Why the General Election matters to your charity


You – and the charity you work for – need to get involved in politics, and do so right now.

For many years now in the UK, the political wind has been blowing to the right, and the ideas and policies that have followed from this (such as massive cuts in social services budgets) have proved disastrous for some of the most vulnerable people in society – including the poor and sick.

These developments represent a threat to the values which most of the charity sector holds dear – not simply progressive liberal trouble makers (which we at ChangeStar are proud to be labelled).

The snap General Election called this week for 8th June 2017 gives us a chance to challenge and reverse some of these threats. The result of the election may seem a foregone conclusion from the state of recent opinion polls, but such polls have proved completely inaccurate in predicting some of the extraordinary political events of recent years.

So, there is hope. And in any case, as members of the charitable sector we have a duty to get involved in politics, as charities are some of the most important and powerful political institutions in the country. They represent people who are disadvantaged, communities in need, environments that are being destroyed, people who are being neglected – and the reason all these needs exist is usually due to some inadequacy of the political system or its policies – from economic inequality through to insufficient environmental legislation.

So, charities ARE political, and they need to take a stand in political matters – both when these affect our own charity’s particular cause and also when they are broader issues of principle, or just getting involved in the movement for a fairer, kinder, more sustainable world.

We also need to remember that failing to take a political stand or adopt a position at this election is a choice in itself. It’s actively choosing to accept the status quo, and giving the green light to further budget cuts, dismantling of the services we hold dear and damage to our beneficiaries as charities. So, doing nothing as an organisation or an individual is an overtly political act in itself – and a highly negative one.

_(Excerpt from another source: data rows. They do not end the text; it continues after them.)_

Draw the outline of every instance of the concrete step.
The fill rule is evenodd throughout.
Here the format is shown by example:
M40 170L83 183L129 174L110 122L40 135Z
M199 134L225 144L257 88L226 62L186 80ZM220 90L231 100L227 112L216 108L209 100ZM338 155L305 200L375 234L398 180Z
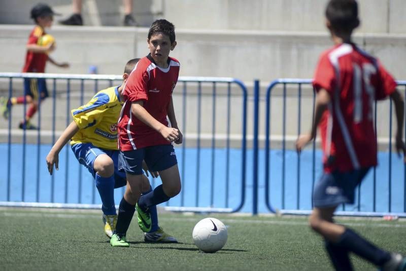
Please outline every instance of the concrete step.
M32 25L0 25L0 72L21 71ZM47 72L86 73L95 65L101 74L120 74L127 61L149 52L148 28L55 26L50 30L57 49L51 54L70 68L49 64ZM398 79L406 79L406 34L361 34L354 41L378 57ZM311 78L321 52L332 45L328 34L247 30L177 30L171 56L182 76L233 77L252 82L279 78ZM7 53L6 53L7 52Z
M165 18L178 29L323 31L327 0L133 0L133 14L142 26ZM43 0L64 16L71 0ZM30 24L37 0L0 2L0 23ZM359 33L405 33L404 0L358 0ZM122 0L83 0L86 25L122 25ZM57 18L56 19L58 19Z

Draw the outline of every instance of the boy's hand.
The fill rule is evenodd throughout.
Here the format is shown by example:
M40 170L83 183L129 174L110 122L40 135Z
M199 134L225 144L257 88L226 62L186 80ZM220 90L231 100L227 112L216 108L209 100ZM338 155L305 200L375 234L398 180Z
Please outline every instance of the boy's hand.
M143 169L144 171L145 172L145 175L147 175L147 177L148 177L148 172L151 173L151 176L152 176L154 178L157 178L159 176L159 173L158 173L158 171L151 171L148 169L148 166L147 166L147 163L145 163L145 161L143 160Z
M179 130L178 132L179 132L178 138L176 138L174 142L175 142L176 144L182 144L182 142L183 141L183 135L182 134L182 133L181 133L181 131Z
M296 140L296 150L297 152L300 153L301 150L303 149L303 148L304 148L309 142L311 141L313 139L312 134L310 133L299 135L297 140Z
M402 139L401 135L396 136L395 147L399 157L400 157L400 152L403 152L403 162L406 163L406 145L405 145L404 142Z
M55 164L55 168L56 170L59 170L58 167L58 163L59 162L59 156L58 153L55 153L52 150L47 156L47 166L48 166L48 171L49 172L50 175L52 175L52 172L54 169L54 164Z
M48 45L48 46L47 46L46 48L47 48L47 52L51 53L56 49L56 46L55 46L55 43L52 43L49 44Z
M164 126L159 133L167 141L172 142L178 140L179 131L175 128Z

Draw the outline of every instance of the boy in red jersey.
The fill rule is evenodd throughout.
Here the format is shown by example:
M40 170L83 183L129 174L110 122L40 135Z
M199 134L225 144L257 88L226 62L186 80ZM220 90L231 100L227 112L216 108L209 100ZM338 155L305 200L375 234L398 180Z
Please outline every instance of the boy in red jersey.
M27 53L23 72L45 72L47 61L61 68L69 67L67 63L58 63L48 55L55 49L54 43L50 43L46 46L39 44L39 40L47 34L45 28L51 27L52 25L54 14L56 13L51 7L44 4L38 4L31 10L31 18L34 20L36 25L31 31L27 43ZM24 78L24 96L21 97L13 97L9 99L2 98L0 110L3 117L8 119L12 106L24 102L29 104L25 120L20 123L19 127L20 129L36 129L29 121L37 112L38 103L48 96L45 79Z
M330 0L325 15L334 46L323 53L313 81L317 92L311 131L299 137L300 151L316 137L319 125L324 172L315 187L310 226L325 240L336 270L352 270L353 252L383 270L404 270L406 260L383 251L346 227L334 223L337 207L353 203L354 190L377 165L377 144L373 110L375 101L389 96L397 121L396 148L405 152L402 140L403 101L396 84L381 64L351 41L359 24L355 0Z
M125 171L127 185L120 203L116 230L110 240L114 247L128 247L126 233L136 210L138 224L150 230L149 208L169 200L181 190L178 163L172 142L180 144L172 91L178 82L179 62L169 57L176 46L175 27L157 20L148 32L150 54L142 58L124 85L124 104L118 120L119 170ZM168 127L166 117L171 122ZM140 197L143 190L143 160L158 171L162 184Z

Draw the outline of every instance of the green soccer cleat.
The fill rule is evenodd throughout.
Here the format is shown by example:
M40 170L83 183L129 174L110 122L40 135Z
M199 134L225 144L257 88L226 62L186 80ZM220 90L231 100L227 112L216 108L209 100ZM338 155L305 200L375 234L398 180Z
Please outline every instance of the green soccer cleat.
M10 114L10 106L8 105L9 100L4 97L0 97L0 113L3 118L8 120Z
M29 122L20 122L18 128L22 130L38 130L37 126L31 124Z
M116 224L117 223L117 215L103 215L103 223L105 225L105 233L109 238L111 238L113 233L116 230Z
M110 245L112 247L122 247L127 248L130 246L129 244L127 243L125 236L119 236L117 234L113 234L110 239Z
M144 212L141 208L138 207L138 203L136 205L136 209L137 209L137 216L138 216L138 225L140 226L140 228L143 231L148 233L151 230L152 226L149 212Z
M153 233L144 233L144 240L145 242L156 243L178 243L178 240L163 231L161 227Z

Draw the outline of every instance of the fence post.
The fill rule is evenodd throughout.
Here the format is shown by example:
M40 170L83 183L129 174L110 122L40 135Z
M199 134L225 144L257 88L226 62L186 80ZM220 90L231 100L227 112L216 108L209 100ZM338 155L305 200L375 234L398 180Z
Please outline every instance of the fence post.
M254 81L254 139L253 142L252 214L258 214L258 133L259 119L259 80Z

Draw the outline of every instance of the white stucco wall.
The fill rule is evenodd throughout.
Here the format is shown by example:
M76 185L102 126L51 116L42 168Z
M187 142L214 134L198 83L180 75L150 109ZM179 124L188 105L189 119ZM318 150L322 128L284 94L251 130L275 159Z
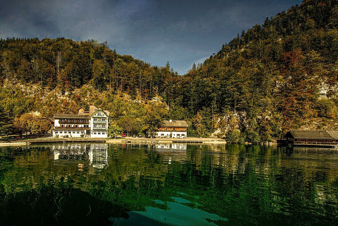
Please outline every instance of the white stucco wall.
M97 116L98 112L97 112L96 114L94 114L94 115L92 117L91 117L90 118L90 128L91 129L91 132L90 132L90 136L91 137L97 137L100 138L105 138L108 137L108 119L107 116L104 114L103 113L103 111L100 111L101 112L102 115L99 117L97 117L97 118L99 118L100 117L106 119L105 122L105 129L100 129L99 127L94 127L94 118L96 118ZM103 123L100 123L99 125L104 125L104 124ZM95 130L96 131L96 132L94 132ZM102 134L102 132L104 133L104 134ZM101 134L98 134L98 133L100 132ZM95 134L96 133L96 134Z
M161 138L167 138L167 137L170 137L170 133L172 134L172 137L173 138L183 138L187 137L186 132L158 132L155 134L155 136L156 137ZM156 135L156 134L158 134L157 136Z
M75 128L74 128L74 129L75 129ZM83 130L76 130L76 129L74 129L73 130L63 130L62 129L56 129L53 130L52 135L53 137L55 137L56 134L58 134L59 135L59 137L61 138L62 137L62 136L64 136L65 135L68 134L70 137L81 137L81 134L86 134L86 130L84 131ZM70 133L70 132L71 132L71 133ZM61 132L62 132L62 133Z

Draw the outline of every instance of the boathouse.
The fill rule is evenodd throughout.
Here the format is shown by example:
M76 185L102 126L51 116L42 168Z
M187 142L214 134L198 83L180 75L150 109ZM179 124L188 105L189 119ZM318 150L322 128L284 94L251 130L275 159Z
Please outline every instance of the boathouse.
M185 138L188 124L183 120L163 121L155 134L155 137L161 138Z
M284 137L289 145L338 147L338 131L292 130Z

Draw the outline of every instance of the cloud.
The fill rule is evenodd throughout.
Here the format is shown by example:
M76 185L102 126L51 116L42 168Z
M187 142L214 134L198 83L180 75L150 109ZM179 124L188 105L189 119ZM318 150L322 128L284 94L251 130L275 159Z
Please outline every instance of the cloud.
M185 73L242 30L300 1L0 1L3 38L92 39L152 65ZM199 59L196 60L196 59ZM191 68L191 67L190 68Z

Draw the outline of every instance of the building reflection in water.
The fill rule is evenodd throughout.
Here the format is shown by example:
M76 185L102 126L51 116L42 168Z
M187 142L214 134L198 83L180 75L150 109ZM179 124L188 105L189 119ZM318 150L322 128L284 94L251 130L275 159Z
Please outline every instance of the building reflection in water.
M153 147L162 156L163 162L171 164L172 161L182 162L186 160L186 143L159 144L154 145Z
M54 160L76 160L79 170L88 165L89 174L102 170L108 165L108 146L105 144L69 144L51 147Z

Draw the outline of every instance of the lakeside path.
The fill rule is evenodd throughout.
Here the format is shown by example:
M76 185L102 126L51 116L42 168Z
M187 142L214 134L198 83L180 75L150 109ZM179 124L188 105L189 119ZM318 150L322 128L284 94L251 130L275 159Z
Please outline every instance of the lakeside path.
M52 139L52 137L46 137L46 139ZM95 138L93 138L94 140ZM39 139L41 140L41 139ZM31 140L34 140L34 139L30 139ZM112 139L110 138L107 138L104 139L107 143L129 143L130 141L134 143L145 143L147 141L147 143L155 143L156 142L159 143L172 143L173 142L199 142L203 143L222 143L224 144L226 143L226 142L224 140L221 139L218 139L215 138L198 138L197 137L188 137L184 139L177 139L173 138L146 138L145 137L123 137L123 138L119 138L117 139ZM20 146L26 145L26 142L28 140L21 140L18 142L13 142L11 143L0 143L0 146ZM76 142L77 141L80 142L80 141L77 141L76 138L69 139L68 139L67 140L68 141ZM88 142L88 141L87 141Z
M126 142L136 141L139 143L141 141L147 141L147 143L151 143L151 141L158 141L159 143L172 143L174 142L202 142L203 143L217 143L226 144L226 142L224 140L218 138L199 138L197 137L188 137L184 139L179 138L146 138L145 137L127 137L124 139ZM109 141L107 141L109 142Z

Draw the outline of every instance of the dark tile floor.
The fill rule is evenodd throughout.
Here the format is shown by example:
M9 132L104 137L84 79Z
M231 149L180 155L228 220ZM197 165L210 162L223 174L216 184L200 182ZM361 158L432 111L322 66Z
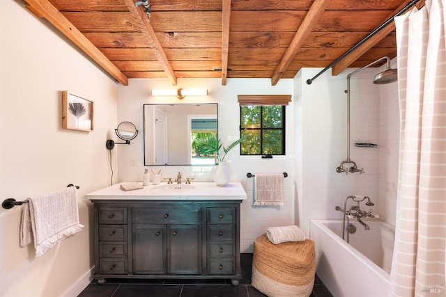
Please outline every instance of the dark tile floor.
M266 296L251 286L252 254L241 254L240 264L243 278L237 287L232 286L230 280L108 279L105 284L93 280L78 297ZM317 275L310 297L332 297Z

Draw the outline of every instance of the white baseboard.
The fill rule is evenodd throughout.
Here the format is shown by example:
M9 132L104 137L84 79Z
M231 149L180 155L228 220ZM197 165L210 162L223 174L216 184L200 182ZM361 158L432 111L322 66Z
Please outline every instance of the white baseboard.
M84 289L86 287L86 286L91 282L93 280L93 273L95 268L93 267L89 271L86 272L84 275L82 275L77 282L73 286L67 290L67 291L63 294L64 297L77 297L79 294L81 294Z

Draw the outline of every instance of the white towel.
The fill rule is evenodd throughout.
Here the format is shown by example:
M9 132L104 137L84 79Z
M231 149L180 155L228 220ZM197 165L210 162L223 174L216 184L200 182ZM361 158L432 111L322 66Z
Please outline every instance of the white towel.
M123 191L132 191L144 188L144 187L141 184L139 184L137 182L126 182L125 184L121 184L120 187Z
M271 227L266 230L266 236L274 244L288 241L303 241L305 234L298 226Z
M256 173L254 205L284 205L284 174Z
M28 198L24 204L20 225L20 246L34 241L36 257L80 232L77 191L75 186Z

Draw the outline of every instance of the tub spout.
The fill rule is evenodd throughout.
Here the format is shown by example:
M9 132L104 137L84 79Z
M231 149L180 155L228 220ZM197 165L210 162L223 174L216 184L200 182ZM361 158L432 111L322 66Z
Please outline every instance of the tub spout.
M365 223L362 221L361 220L361 218L360 218L359 216L357 216L356 219L360 223L360 224L361 224L361 225L362 225L364 226L364 229L365 229L366 230L370 230L370 227L369 227L369 225L367 224L366 224Z

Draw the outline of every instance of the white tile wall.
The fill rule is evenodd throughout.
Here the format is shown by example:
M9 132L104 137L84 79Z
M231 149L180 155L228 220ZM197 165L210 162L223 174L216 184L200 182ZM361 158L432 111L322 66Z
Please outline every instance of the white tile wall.
M182 102L218 103L219 133L225 145L240 135L238 95L293 95L293 102L286 108L286 156L272 159L240 156L236 148L226 156L231 180L240 182L248 197L241 207L242 252L252 252L253 241L268 227L296 224L308 235L311 218L341 218L334 207L343 205L345 198L350 195L369 196L375 202L375 212L385 217L391 217L392 214L387 212L394 211L394 208L389 207L393 202L384 194L392 194L396 186L393 177L386 182L387 172L395 167L392 160L397 161L397 157L389 156L388 161L386 159L390 150L388 145L393 151L394 142L398 142L398 129L394 127L397 122L395 107L390 104L394 101L396 84L386 87L374 85L373 77L379 71L375 68L352 77L350 156L359 168L364 168L365 173L337 173L336 168L346 159L347 99L344 90L346 75L353 70L346 70L337 77L331 77L329 71L307 85L307 79L319 70L304 69L294 79L281 80L275 86L271 86L270 79L230 79L226 86L221 86L220 79L178 80L178 87L199 86L209 90L206 97L186 97ZM154 87L175 88L167 80L150 79L130 79L128 86L120 87L118 122L130 120L142 130L143 104L179 102L176 98L153 97L149 94ZM386 103L387 107L380 109L380 88L383 98L388 98L384 102L389 102L388 106ZM385 119L380 122L380 116L383 115ZM389 131L387 124L392 124ZM141 180L145 168L142 132L132 141L131 145L117 147L119 173L116 182ZM354 146L356 142L370 142L379 147L359 148ZM380 157L385 158L380 162ZM180 171L183 177L193 177L195 181L212 182L214 166L162 166L157 169L162 169L163 177L174 177ZM246 177L248 172L288 172L285 206L253 206L253 180ZM384 184L385 188L381 188L385 183L390 184Z

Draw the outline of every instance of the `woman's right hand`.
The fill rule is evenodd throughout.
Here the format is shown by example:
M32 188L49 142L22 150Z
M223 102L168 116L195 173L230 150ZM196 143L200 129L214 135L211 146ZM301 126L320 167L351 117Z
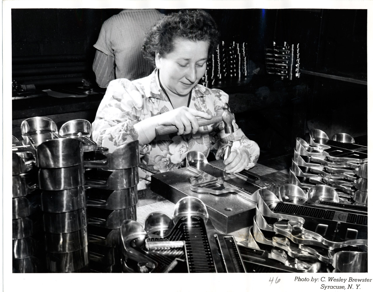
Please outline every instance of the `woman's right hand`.
M178 107L155 116L157 118L159 126L173 125L178 128L178 135L189 134L191 132L195 134L197 132L200 126L196 117L207 120L212 117L211 115L207 113L186 106Z

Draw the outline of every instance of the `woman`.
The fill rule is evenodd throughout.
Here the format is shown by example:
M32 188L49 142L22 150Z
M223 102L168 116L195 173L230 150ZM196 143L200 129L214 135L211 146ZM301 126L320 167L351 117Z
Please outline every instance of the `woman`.
M259 147L247 138L234 120L234 132L226 134L223 122L199 128L197 117L209 119L228 102L228 94L198 84L206 62L216 47L219 32L211 16L202 10L181 10L163 18L151 29L142 47L156 68L149 76L131 82L111 81L93 123L93 138L112 151L126 141L138 139L141 178L178 168L187 152L206 157L211 150L224 160L228 173L253 167ZM176 134L156 137L160 125L174 125ZM143 182L143 183L144 182ZM142 188L139 184L139 189Z

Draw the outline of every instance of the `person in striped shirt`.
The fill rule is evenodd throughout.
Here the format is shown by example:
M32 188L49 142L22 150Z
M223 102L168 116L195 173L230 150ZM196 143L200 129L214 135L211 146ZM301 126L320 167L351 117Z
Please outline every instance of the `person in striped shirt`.
M93 69L96 82L106 88L112 80L134 80L147 76L154 69L141 52L144 36L164 15L155 9L124 9L102 25Z

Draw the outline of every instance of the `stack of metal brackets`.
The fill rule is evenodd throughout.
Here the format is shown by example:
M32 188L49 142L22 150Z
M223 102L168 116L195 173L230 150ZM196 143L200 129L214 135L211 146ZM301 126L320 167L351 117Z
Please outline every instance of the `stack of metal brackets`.
M35 157L29 152L13 151L12 158L13 271L43 271L38 248L42 240L41 212Z
M31 226L27 235L32 230L33 237L37 237L35 233L37 235L36 240L32 241L36 245L34 249L42 260L37 261L41 263L39 265L35 264L35 257L17 260L15 270L86 271L88 241L83 152L97 149L97 144L91 139L91 126L85 120L74 120L63 125L59 132L51 119L35 117L22 122L21 132L22 140L13 137L13 168L17 173L27 173L17 175L13 179L13 197L16 201L13 202L13 215L16 212L19 217L13 222L13 239L15 236L23 239L19 237L25 235L21 234L22 226ZM31 168L34 171L29 171ZM33 192L35 189L37 190ZM31 194L37 193L32 201L28 199ZM44 214L41 210L32 213L37 207ZM32 213L32 218L20 217L21 213L23 216ZM30 218L32 225L28 220ZM19 248L21 243L18 244ZM22 244L24 250L25 244ZM13 270L14 268L13 262Z
M275 189L256 192L249 247L300 270L313 265L318 271L367 271L366 207L340 202L337 192L325 185L307 193L291 184Z
M329 185L337 191L340 200L367 206L367 149L348 134L329 139L321 130L311 130L309 143L297 138L289 182L305 189Z
M120 272L120 225L136 220L138 142L84 154L91 271Z
M81 142L60 138L37 148L47 270L87 272L88 264Z
M246 272L234 238L215 229L206 206L197 198L178 202L172 218L153 212L143 227L126 220L120 232L125 272Z

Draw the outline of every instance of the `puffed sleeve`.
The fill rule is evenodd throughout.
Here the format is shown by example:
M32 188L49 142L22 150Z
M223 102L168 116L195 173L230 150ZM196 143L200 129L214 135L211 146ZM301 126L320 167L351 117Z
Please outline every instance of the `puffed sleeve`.
M142 92L129 80L110 82L92 123L92 138L110 152L125 142L138 139L133 125L138 122L143 108ZM141 145L140 152L141 152Z
M214 110L216 112L221 109L225 103L228 103L229 97L228 94L219 90L212 90L211 92L214 96ZM212 149L217 150L215 155L216 158L222 159L224 157L228 142L233 141L232 147L242 148L247 151L249 155L249 163L245 168L248 169L253 167L258 161L260 154L259 146L256 142L250 140L245 135L236 123L234 117L232 125L234 131L231 134L225 134L224 123L222 122L215 128L211 141L211 144L213 145Z

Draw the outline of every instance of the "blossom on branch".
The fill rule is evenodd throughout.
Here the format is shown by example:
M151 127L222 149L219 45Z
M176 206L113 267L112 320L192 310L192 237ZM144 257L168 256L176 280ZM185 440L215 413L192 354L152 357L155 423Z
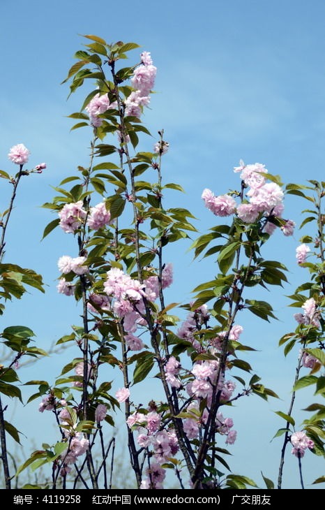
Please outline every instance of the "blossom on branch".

This article is therefore a call to everyone working in the not-for-profit sector to get involved in this election and encourage people – from your charity’s supporters to the general public – to campaign and vote for a better future. To vote for parties that will stop the ideological dismantling of the state in favour of market forces, the stripping away of health, education and other budgets in the name of austerity and the hostility towards anything that seeks to challenge the primacy of the market, such as charities themselves.

And by ‘everyone working in the not-for-profit sector’ we mean absolutely everyone – not just the experts in your policy departments or campaign teams. We all need to start seeing the big picture politically and doing something to improve it, as part of our roles.

We are in a fight for survival – of our values, of our sector and of the beneficiaries we work tirelessly to help – whether it is families living in poverty, people with disabilities, refugees or endangered wildlife around the world.

Now is the time for people in the charity sector to get involved in politics and do everything we can to influence the result of this election in a positive way.